New York ended the game with just two more field goals, and though the Heat also lacked inspired shot making, it persisted through its identity. A team president such as Riley, who built this gritty team, theoretically has only so much say in crafting results from the roster. It has been Spoelstra who has worked his magic over this group.

It’s a Heat team that lost, at home, in a play-in game to the Atlanta Hawks, then needed a big run late to beat the Chicago Bulls in another just to earn the right to face the best team in the East during the regular season, the Bucks. That series barely broke in before Miami started losing its depth, first with former sixth man of the year Tyler Herro fracturing his hand, then Victor Oladipo tearing the patellar tendon in his left knee. Through all of this, the Heat survived, thanks in part to a few mega games from Butler but also the steadiness from its coach.

“You hope adversity brings a group together rather than take away their spirit,” Spoelstra told reporters Friday. “I had that feeling for the last three months of the regular season, but then it was cemented in my mind after we lost the Atlanta game. Soon as I walked into the film session the next day, I knew how badly our team wanted to keep this thing going.

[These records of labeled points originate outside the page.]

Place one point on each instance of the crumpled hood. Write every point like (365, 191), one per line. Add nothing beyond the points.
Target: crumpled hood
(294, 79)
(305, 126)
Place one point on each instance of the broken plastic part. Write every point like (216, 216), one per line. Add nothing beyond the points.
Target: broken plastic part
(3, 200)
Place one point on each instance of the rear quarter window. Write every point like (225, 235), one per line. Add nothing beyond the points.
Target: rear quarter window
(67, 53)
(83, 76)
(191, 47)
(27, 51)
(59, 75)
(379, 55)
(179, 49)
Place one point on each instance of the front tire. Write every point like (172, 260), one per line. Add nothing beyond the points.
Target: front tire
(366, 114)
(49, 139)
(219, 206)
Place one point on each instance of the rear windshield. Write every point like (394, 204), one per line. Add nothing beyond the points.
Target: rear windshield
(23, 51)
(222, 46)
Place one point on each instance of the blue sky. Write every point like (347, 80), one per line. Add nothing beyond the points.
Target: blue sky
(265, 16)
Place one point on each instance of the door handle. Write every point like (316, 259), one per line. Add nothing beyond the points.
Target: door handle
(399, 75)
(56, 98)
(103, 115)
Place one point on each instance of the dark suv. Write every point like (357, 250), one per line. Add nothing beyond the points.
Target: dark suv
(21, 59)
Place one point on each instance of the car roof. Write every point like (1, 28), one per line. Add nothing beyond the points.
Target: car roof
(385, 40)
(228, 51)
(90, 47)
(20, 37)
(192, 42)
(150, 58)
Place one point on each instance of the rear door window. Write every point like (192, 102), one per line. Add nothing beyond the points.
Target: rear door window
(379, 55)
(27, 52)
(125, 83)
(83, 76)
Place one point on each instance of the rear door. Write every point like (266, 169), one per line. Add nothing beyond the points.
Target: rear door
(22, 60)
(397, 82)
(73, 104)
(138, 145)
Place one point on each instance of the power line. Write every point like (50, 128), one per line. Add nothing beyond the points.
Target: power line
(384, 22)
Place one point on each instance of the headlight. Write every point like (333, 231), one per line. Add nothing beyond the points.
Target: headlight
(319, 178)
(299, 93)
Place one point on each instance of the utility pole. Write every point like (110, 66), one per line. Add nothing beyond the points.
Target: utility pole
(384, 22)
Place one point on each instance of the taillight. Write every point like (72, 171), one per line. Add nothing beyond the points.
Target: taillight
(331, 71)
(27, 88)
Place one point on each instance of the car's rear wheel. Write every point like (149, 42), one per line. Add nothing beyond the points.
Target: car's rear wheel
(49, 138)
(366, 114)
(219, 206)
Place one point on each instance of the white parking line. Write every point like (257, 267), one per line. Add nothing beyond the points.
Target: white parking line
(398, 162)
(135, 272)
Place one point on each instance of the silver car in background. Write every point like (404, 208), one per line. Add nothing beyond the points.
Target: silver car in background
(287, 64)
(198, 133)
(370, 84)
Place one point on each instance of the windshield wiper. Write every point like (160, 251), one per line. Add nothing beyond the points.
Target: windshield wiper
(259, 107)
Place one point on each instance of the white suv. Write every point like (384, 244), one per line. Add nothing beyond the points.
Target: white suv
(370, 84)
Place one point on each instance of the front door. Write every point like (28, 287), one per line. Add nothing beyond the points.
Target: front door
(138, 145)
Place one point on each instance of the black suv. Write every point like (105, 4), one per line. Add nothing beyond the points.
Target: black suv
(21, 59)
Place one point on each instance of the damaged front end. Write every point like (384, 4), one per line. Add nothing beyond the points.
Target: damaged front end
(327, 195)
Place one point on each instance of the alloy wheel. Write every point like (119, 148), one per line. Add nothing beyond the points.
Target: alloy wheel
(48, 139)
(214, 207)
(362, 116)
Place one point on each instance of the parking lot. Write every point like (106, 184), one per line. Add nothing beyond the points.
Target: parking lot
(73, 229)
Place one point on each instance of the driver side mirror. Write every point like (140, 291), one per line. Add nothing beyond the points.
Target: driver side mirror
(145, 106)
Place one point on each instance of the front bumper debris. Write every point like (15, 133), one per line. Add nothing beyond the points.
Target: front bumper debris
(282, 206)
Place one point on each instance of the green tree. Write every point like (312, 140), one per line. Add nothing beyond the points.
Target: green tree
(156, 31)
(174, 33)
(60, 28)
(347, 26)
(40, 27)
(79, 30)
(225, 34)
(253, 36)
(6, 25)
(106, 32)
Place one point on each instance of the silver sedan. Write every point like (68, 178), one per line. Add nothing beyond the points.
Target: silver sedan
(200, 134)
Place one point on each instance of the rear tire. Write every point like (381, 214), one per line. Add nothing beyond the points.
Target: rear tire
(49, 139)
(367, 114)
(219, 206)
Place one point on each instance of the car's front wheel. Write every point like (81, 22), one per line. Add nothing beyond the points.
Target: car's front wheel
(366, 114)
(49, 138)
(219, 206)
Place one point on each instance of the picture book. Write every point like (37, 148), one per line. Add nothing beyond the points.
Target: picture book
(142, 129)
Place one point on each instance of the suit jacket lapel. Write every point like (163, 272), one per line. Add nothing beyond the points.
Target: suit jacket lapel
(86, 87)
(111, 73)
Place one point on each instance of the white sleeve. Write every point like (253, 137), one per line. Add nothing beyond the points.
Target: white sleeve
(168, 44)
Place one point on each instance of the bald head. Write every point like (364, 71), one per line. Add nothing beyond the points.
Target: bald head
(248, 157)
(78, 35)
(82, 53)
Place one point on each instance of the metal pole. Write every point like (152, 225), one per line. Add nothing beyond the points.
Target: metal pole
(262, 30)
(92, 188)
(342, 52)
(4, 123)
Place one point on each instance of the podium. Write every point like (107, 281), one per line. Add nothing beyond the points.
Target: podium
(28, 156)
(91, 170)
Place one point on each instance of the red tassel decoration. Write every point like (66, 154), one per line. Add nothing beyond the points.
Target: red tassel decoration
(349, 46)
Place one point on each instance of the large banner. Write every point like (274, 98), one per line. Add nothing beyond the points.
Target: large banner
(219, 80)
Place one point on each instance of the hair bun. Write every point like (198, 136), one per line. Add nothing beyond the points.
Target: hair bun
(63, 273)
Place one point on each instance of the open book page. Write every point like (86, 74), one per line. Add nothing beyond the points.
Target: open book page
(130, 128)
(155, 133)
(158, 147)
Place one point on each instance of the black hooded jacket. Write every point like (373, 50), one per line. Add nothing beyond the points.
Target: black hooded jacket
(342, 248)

That’s a spirit thing you always hope you cultivate in your team. It doesn’t always happen, and that’s why you’re just grateful for this opportunity to represent the Eastern Conference in the Eastern Conference finals.”

In a league that treats coaches as disposable as game-used tape, Spoelstra, the film-room kid, has remained. While Spoelstra’s lowly beginnings help fluff up his story arc from the video room to the Heat’s sideline, the fairy-tale rise should no longer define him.

Miami has the best coach remaining in the playoffs. And this advantage cannot be emphasized enough as game-to-game adjustments, late timeout usage and overall trust among the players will become paramount.

The 76ers have Rivers, but his one championship ring can no longer gloss over a streaky playoff record that includes not leading a team past the second round since 2012, when he was with the Celtics. Though Mazzulla didn’t mess up much while Boston ascended to the second seed in the conference, its regular season success masked many of his flaws — namely, his late-game decisions — that have been exposed in the playoffs.

In Miami, however, there’s no pending angst from the fan base. Spoelstra may still look younger than his age and experience suggest, but over the past decade he has proved his worth as a trustworthy leader on the sidelines.